New York: House of Anthony, Parker & Co. of New Castle upon Tyne, 1855. Envelope or Cover. This two-page bifold circular measures 8” x 10”. It was printed on 13 March 1855 and subsequently mailed from the coal company’s agent in New York to the Boston Gas Light Company. It bears a circular red “New York/PAID” postmark (of a typed mainly used for printed matter) dated “MAR 23”. Although no postal rated is shown, at the time, the cost to send up to three ounces of printed matter was one cent. The circular is in nice shape with mailing folds and light postal wear. In it, Hart provides assurance that the Crimean War neither interrupted British bituminous coal production nor increased its price. Additionally, there are several tables comparing coal production and pricing.. Very good. Item #009698
In the mid-1800s, the use of natural gas as an energy source was unknown. Although coal-manufactured gas first began to be used in Great Britain in the 1800s and the United States in 1820s, it wasn’t until the 1850s that it began to become a viable method for providing public, residential, and industrial lighting in the eastern half of the United States. This was primarily due to the abundance of natural forests that provided more than enough wood to use as fuel.
Although, American anthracite began to be used for heating and industry in the 1840s, it was the softer bituminous coal that was used to produce gas for lighting. While the mines of Pennsylvania grew rapidly, much of the coal use for American lighting was imported from the United Kingdom, especially Newcastle.
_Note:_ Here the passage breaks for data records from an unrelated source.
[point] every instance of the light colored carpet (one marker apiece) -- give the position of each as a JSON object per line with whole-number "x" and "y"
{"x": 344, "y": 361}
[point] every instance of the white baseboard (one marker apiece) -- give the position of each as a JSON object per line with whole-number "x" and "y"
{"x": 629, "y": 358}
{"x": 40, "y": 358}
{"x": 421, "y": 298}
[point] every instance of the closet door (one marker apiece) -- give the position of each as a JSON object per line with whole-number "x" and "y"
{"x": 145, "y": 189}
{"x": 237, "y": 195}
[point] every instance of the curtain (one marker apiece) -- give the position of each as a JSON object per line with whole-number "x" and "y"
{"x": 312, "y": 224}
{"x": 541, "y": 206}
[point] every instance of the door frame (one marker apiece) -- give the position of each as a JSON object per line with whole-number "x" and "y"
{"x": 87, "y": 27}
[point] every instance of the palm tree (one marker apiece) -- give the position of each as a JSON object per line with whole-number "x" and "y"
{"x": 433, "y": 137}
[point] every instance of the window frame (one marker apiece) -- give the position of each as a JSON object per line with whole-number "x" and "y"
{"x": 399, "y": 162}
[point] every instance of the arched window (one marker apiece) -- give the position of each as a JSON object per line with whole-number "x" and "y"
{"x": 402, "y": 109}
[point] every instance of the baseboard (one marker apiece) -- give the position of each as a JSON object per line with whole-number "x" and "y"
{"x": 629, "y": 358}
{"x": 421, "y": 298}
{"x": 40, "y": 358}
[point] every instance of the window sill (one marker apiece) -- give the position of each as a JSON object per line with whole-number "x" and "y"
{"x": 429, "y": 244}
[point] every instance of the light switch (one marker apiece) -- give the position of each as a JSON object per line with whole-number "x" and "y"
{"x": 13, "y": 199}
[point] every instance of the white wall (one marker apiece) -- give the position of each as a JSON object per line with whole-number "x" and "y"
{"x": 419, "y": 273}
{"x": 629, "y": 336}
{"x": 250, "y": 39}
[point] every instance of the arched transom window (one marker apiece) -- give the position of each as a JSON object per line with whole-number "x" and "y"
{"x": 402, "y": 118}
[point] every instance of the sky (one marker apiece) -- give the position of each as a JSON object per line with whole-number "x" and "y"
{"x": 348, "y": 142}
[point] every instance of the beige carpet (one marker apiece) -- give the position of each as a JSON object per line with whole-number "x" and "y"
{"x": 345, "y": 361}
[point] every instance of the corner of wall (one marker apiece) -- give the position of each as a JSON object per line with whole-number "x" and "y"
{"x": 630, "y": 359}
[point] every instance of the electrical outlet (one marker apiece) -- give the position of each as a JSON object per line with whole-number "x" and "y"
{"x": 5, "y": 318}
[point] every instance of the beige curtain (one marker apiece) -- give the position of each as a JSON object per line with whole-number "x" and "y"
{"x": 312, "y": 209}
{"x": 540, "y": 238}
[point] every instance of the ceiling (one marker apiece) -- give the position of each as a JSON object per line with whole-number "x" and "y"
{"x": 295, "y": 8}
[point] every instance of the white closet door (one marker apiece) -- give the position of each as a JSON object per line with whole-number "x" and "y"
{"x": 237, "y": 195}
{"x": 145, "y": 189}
The Boston Gas Light Company was among the pioneer coal gas manufactures in the United States. Although founded in 1822, concerns regarding laying of gas pipes and their locations were argued for a number of years, delaying the first lighting of a gas streetlamp until 1829. By 1838, 28 gas lamps had been installed and 180 by the following year. By 1862, the city had over 4,300 in operation. (For more information, see Former Manufactured Gas Plants, Adam’s “The US Coal Industry in the Nineteenth Century,” and Gray’s “The Gas Supply of Boston” in the July 1898 issue of The Quarter Journal of Economics via JSTOR, all available online.).